Enjeux identitaires et stratégiques de l’indopacifique

Très concrètement, différents sujets apparaissent comme intrinsèquement transversaux, à la fois domestiques et internationaux, politiques et stratégiques. L’appartenance de la communauté Kanak à l’espace culturel mélanésien, politiquement formalisé par le Groupe Fer de Lance (GFLM) en est un exemple significatif. Le GFLM est constitué de pays souverains (les Îles Salomon, la Papouasie Nouvelle-Guinée, le Vanuatu, Fiji) auxquels s’ajoutent les partis indépendantistes indonésien, le « Mouvement Unifié de Libération pour la Papouasie Occidentale » (MULPO), au titre de membre observateur, et calédonien, le FLNKS, à part entière. Depuis 2015, l’Indonésie est elle-même un membre associé.

Cet espace multilatéral constitue un bon exemple des risques et des opportunités que le contexte calédonien offre à la stratégie française. Groupement de partis politiques calédoniens indépendantiste, le FLNKS recherche de la part du GFLM un soutien politique comme ce fut le cas à la veille de la dernière consultation de 2021, où le GFLM soutenait, devant la Commission des questions politiques spéciales et de la décolonisation des Nations Unies, l’argumentaire du FLNKS souhaitant reporter l’échéance du 12 décembre 2021 pour la troisième consultation (Hufanen Rai, 2021). Recherchant des soutiens internationaux – le GFLM est formellement une alliance – le FLNKS est à la fois un acteur politique calédonien et dans le même temps un acteur international actif.

La Nouvelle-Calédonie en tant que collectivité, grâce à ses liens bilatéraux et multilatéraux, entretient des relations avec les pays membres du GFLM et ces liens constituent des opportunités de coopération et de rayonnement congruents avec les intérêts de la France dans son ensemble, comme c’est le cas pour des initiatives encourageant la francophonie dans la région (Gouvernement de la Nouvelle-Calédonie, 2022).

En se gardant de caricaturer les positions des acteurs politiques sur les enjeux internationaux, il n’est pas déraisonnable de considérer que le FLNKS n’est pas aligné sur les intérêts stratégiques conçus par la France à son échelle nationale.
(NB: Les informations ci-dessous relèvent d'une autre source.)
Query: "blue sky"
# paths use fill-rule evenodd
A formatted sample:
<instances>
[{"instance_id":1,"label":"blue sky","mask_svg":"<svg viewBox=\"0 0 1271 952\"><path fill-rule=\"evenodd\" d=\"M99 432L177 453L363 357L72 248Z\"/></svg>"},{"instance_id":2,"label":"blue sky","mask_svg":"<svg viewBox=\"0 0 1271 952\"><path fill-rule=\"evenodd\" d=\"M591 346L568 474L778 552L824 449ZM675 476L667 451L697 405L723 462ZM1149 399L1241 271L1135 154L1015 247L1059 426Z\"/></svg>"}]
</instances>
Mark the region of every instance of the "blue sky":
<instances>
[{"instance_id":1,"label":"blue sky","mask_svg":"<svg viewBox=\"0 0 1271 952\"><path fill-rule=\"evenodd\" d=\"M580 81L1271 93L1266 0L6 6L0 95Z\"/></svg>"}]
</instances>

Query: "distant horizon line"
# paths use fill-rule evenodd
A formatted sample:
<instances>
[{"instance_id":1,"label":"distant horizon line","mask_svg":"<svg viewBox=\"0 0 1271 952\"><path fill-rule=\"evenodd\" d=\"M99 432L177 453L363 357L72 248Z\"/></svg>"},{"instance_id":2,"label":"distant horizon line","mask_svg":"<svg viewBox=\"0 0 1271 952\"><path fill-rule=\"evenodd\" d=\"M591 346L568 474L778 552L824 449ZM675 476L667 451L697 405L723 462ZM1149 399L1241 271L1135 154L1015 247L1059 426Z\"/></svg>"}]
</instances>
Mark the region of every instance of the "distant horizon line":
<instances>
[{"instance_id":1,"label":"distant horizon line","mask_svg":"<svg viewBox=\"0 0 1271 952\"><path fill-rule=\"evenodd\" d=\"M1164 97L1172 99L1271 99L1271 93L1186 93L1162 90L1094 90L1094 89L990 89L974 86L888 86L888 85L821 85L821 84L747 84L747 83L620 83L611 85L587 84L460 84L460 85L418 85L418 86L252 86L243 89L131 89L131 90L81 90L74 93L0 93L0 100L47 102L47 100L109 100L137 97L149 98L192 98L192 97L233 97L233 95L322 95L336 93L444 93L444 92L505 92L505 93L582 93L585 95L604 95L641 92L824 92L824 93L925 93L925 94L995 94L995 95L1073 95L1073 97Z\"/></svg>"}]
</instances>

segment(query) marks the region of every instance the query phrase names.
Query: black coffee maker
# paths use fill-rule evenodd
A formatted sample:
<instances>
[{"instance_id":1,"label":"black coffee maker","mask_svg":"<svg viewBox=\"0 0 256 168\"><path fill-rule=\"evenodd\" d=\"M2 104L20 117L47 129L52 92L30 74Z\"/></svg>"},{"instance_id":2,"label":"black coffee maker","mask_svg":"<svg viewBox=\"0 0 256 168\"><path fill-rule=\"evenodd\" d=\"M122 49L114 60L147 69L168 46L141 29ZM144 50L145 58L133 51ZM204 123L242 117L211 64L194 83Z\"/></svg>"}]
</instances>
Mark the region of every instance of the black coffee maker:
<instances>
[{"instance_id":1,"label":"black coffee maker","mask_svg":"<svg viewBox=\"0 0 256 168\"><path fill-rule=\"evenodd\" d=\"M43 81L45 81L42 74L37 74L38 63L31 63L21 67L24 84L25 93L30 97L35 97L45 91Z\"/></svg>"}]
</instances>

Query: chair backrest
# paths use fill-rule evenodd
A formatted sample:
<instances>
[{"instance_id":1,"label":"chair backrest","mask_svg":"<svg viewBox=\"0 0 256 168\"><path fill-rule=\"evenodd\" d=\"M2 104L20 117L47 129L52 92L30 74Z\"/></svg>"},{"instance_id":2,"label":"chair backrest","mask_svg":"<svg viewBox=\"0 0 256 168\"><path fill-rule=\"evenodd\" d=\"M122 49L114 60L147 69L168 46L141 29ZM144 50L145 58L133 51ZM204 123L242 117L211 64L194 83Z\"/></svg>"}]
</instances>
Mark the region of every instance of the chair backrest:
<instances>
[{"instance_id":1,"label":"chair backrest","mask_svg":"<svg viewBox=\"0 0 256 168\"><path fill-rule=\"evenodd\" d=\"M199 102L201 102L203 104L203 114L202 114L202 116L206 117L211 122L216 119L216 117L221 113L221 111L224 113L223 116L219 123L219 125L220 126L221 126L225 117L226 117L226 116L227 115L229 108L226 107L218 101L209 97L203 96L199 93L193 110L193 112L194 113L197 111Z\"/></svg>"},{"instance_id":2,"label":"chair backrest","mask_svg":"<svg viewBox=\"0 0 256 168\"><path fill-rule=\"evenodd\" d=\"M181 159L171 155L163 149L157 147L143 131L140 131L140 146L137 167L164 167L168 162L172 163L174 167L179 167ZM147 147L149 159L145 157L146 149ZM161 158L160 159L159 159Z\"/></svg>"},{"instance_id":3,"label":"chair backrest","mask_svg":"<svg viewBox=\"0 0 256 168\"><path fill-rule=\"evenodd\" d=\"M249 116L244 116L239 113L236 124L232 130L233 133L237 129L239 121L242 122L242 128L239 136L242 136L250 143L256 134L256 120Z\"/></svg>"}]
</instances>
Pour autant, le FLNKS, par la diversité des partis et des sensibilités qui le composent et dont la lutte contre le colonialisme est formellement accompagné par l’État français, n’est pas non plus a priori, un acteur hostile aux intérêts de la France. On peut même considérer que la conscience politique Kanak est une opportunité d’influence française auprès des États de la région, à la faveur des liens mélanésiens de ces territoires. Ainsi, les relations que le FLNKS tisse, à son échelle et selon son propre agenda, avec le GFLM n’en sont pas moins des opportunités de rayonnement de la Nouvelle-Calédonie et potentiellement de la France en générale. En ce sens, la question identitaire et le processus de décolonisation en Nouvelle-Calédonie mêlent à la fois des risques de voir des acteurs internes avoir des positions internationales en contradiction avec les intérêts de la France et l’opportunité que les acteurs calédoniens, participent, à leur manière, à la stratégie française.

La question identitaire, dont la culture mélanésienne n’est qu’un aspect déclinable en autant de trajectoires historiques que compte le pays de communautés, nécessite un regard politique et local autant que stratégique et international. Ce double prisme gagnerait, de surcroit, à s’appliquer systématiquement aux grands enjeux économiques et sociaux calédoniens. L’approche de ces enjeux est elle-même en grande partie suspendue à l’issue du référendum de projet, dont le but est de sanctuariser une architecture institutionnelle et d’apporter une résolution politique aux nombreuses tensions politiques divisant le pays. Pour l’État, la principale difficulté sera de savoir articuler les enjeux locaux et internationaux sans déroger aux limites de ces compétences spécifiques sur le territoire et sans bousculer le difficile processus politique que poursuit la Nouvelle-Calédonie. Pour les acteurs calédoniens l’enjeu est d’intégrer aux réflexions politiques la dimension internationale systématique qui s’y attache. Des deux côtés, en somme, il est nécessaire de relier questions politiques et internationales.

La Nouvelle-Calédonie est un carrefour de la stratégie et de la politique qui témoigne de la dilatation de l’espace stratégique dans la sphère politique elle-même. Toutefois, Il serait grossièrement erroné de penser que le cas de la Nouvelle-Calédonie est particulier ou que ce brouillage des sphères politiques et stratégiques constitue une nouveauté. Interroger le rapport entre politique et stratégie est un lieu commun de la réflexion de la conflictualité. Cependant, cette conscience de la porosité des sphères ne semble pas donner lieu à une réflexion pratique en la matière. Les rapports de l’Assemblée nationale, en plus de marginaliser une réflexion partant des outre-mer pour penser les défis régionaux que la France se propose de relever, ne permettent pas de décliner les fins stratégiques en objectifs opérationnels, impliquant les enjeux politiques locaux, pourtant cruciaux pour incarner concrètement l’action de la France. Il semble alors qu’il faille se ramener aux préconisations du général André Beaufre pour qui une stratégie totale, dont le « rôle est de définir la mission propre et la combinaison des diverses stratégies générales, politique, économique, diplomatique et militaire » (Beaufre, 1963, p. 46), est nécessaire afin de ne pas subir le brouillage des champs qu’embrasse la stratégie. Cette appréhension stratégique de la politique n’est, semble-t-il, pas intégrée à la réflexion française.

Bibliographie 

BEAUFRE, André, Introduction à la stratégie [1963], Paris, Pluriel, 2012.

Comité stratégique indépendantiste de non-participation« Communiqué », 13 décembre 2021.

Commission Européenne« Questions et réponses : Stratégie de l’UE pour la coopération dans la région indopacifique », Bruxelles, 16 septembre 2021.

Gouvernement de la Nouvelle-CalédonieActualités et espace presse, « La francophonie célébrée en Papouasie », 23 septembre 2021.

HUFANEN RAI Max, « Déclaration au nom du groupe du Fer de lance Mélanésien »Groupe de Fer de Lance Mélanésien, 19 octobre 2021.

MAPOU Louis, Gouvernement de la Nouvelle-Calédonie, « Discours de politique générale », 25 novembre 2021.

METZDORF Nicolas, Génération NC« Présentation du projet réunification calédonienne », 16 février 2021.